Lin had told him he was smart, and he knew all the material, so why worry? Bain still worried. Even though Lin was officially his guardian, and he was officially her apprentice, he was still worried. What if something went wrong, and the authorities decided he didn't belong with Lin? What if they put him in another orphanage, or transferred him to another apprenticeship program? He had turned down a chance to apprentice with Commander Chasburn of the Rangers. What if someone found out, decided he was very stupid, and took him away from Lin? Bain decided he had to make honors-level grades in all his tests, so nothing would separate him from Lin.
This test frightened him. Even with all Lin and Branda's assurances that he would do well, he was still afraid.
“You'll do fine, Bain,” Ganfer said. “Take deep breaths, and run as hard and fast as you can on the way over to the testing building.”
“How will running help?” Bain checked his belt one last time, tugged his shirt into place over it, and picked up his jacket.
“It will use up all that nervous energy you're generating. You're practically giving off sparks.”
“I am not!” For two seconds, the boy felt both frightened and angry. Then he realized how ridiculous Ganfer's words were, and how ridiculous he was for reacting that way.
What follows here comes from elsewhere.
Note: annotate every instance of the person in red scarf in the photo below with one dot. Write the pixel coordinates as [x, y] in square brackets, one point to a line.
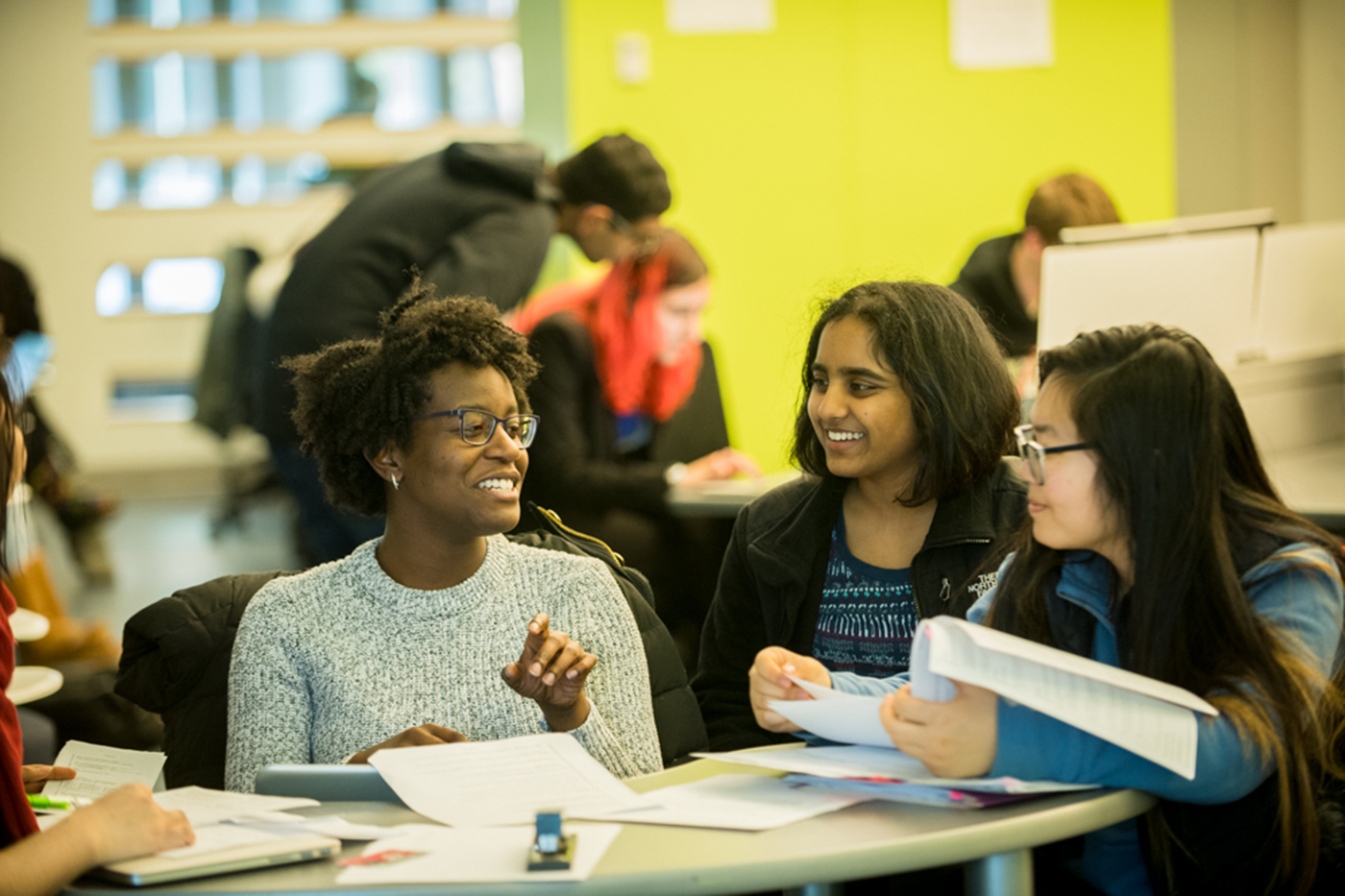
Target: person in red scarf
[124, 824]
[621, 358]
He burst out laughing, and laughed more when the tightness in his chest vanished with the sound.
“That's bet
ter,” Ganfer said. “Lin was just as nervous as you when she took her tests. She had years of studies and testing to make up for, when we finally reached civilization. There were gaps in her knowledge of history and politics because of the purges in my system, but she still passed her tests with honors. You have all Lin's help and mine, and all the new disks you've been studying. You will do well, Bain.”
“Thanks.” That tightness tried to creep back into his chest. “I'd better get going.”
“Yes, you should. You only have fifteen minutes left.”
“So, I'll run.” Bain chuckled as he headed for the hatch and the ladder down to the ground.
He looked for signs of Lin when he reached the testing building. It looked just like the Ranger headquarters building: two stories high, built of dark, reddish-brown stone blocks and silvery mortar, with silver metal shutter panels that slid down over the windows and a black metal door set in the exact middle of the front wall. Bain paused for a few seconds in front of the testing building, hoping for sign of Lin. She had said she didn't think she would be free, but she would walk him to the test if she were.
Lin didn't come out, and Ganfer reminded him he had less than two minutes to report to the sign-in desk to take his test. If he arrived late, he would lose points. Bain hurried to the door, and pressed the buzzer button.
A green scanner beam shot out from a point over the door. It widened into a funnel that covered Bain from all sides. He closed his eyes and held out his hands so the beam could scan his fingerprints as well as his biological signs. If he had taken his test on Kesley, he wouldn't have had to worry about security precautions. Banner was a central point for the military, for refueling, repairs and development of weapons. Security was tight everywhere.
The door slid open. Bain hurried inside. He wanted to ask Ganfer how much time he had left, but he was afraid to hear he was late.
The hall was tall and narrow and painted stark white, even the floor. Bain turned the first corner he came to, and nearly ran into the desk that blocked three-quarters of the hallway.